My iPhone is a pet. It’s a pet with a great backup system that turns a new pet into exactly my pet. But it’s still a pet.
There’s only one and it changes manually as I need features to change. I download and install things as needed, from gui, with no version control or script to manage it. It’s a pet.
It sounds like for you: hand-operated -> pet, automated/script operated -> cattle. I think the whole point of the analogy is about if things get slaughtered can you furnish a new one without batting an eye. If yes, then cattle, not pet. So I guess the question is: if someone stole your phone right now, would you blink?
> if someone stole your phone right now, would you blink?
Yes absolutely. I can afford a new one, and I would immediately buy a new one (well I’m already waiting for the newly released one but still). I would still be quite upset and my life would be interrupted at least a little.

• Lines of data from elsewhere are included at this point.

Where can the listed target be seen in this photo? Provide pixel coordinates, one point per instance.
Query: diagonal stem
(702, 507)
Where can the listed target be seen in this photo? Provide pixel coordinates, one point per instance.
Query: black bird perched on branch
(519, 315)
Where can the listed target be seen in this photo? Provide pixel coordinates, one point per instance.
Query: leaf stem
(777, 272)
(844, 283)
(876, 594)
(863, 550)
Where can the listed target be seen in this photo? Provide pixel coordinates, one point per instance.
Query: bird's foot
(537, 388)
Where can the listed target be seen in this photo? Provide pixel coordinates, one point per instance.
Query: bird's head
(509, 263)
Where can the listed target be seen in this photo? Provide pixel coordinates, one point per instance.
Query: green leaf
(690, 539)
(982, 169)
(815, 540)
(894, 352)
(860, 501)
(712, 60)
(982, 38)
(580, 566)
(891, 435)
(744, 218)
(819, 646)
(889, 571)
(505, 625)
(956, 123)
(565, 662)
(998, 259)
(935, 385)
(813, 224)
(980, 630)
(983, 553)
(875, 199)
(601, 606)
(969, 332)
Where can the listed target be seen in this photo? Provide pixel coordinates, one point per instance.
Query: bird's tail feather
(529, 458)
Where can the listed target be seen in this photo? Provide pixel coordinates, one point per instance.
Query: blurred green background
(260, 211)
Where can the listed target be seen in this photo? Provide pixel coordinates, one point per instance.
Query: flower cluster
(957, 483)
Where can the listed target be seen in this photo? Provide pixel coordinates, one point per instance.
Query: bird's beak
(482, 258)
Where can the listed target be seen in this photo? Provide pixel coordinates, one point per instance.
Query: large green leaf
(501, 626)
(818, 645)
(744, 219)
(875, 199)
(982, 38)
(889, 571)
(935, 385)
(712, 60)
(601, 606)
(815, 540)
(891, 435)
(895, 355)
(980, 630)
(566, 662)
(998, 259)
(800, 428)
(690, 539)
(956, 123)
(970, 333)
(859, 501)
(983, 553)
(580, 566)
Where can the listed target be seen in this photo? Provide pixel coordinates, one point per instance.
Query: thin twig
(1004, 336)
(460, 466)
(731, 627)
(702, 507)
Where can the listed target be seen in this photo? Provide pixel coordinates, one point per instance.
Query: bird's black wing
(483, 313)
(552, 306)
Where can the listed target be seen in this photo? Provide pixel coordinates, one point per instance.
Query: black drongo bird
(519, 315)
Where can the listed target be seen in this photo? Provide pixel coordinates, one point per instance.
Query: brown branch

I took the pet/cattle analogy to be about how manual the setup is, and how replaceable it is. I think apple has smartly blurred that line with great backup tech, but I would still consider the “lovingly” hand customized aspect of maintaining a phone solidly a pet. Some version of my current phone has been around for ~10 years through various hardware iterations, all restarted from a backup image. I would be distraught if i had to recreate it without a backup, just finding my apps, logging in, finding wallpaper, rearranging icons, setting up shortcuts, etc. Maybe that’s the ideal state for a home server - a nearly no-op backup and restart process that you still manage as you need
Proxmox + Proxmox Backup Server + external storage (I use my NAS) means I don't really have to worry about disaster, as such, because every VM is backed up nightly. VMs and the hypervisor can all be pets and I can just restore a backup if something happens.
If you're doing something for a hobby, treat it like the special snowflake it is to you. If you're doing something just to get things done, treat it like the utility it is. If you're at home playing around with machines in a homelab, feel free to baby your servers.
As far as disaster is concerned, it's not that difficult to install software that really needs minimal maintenance. But it comes down to what you want out of the software and hardware that you run.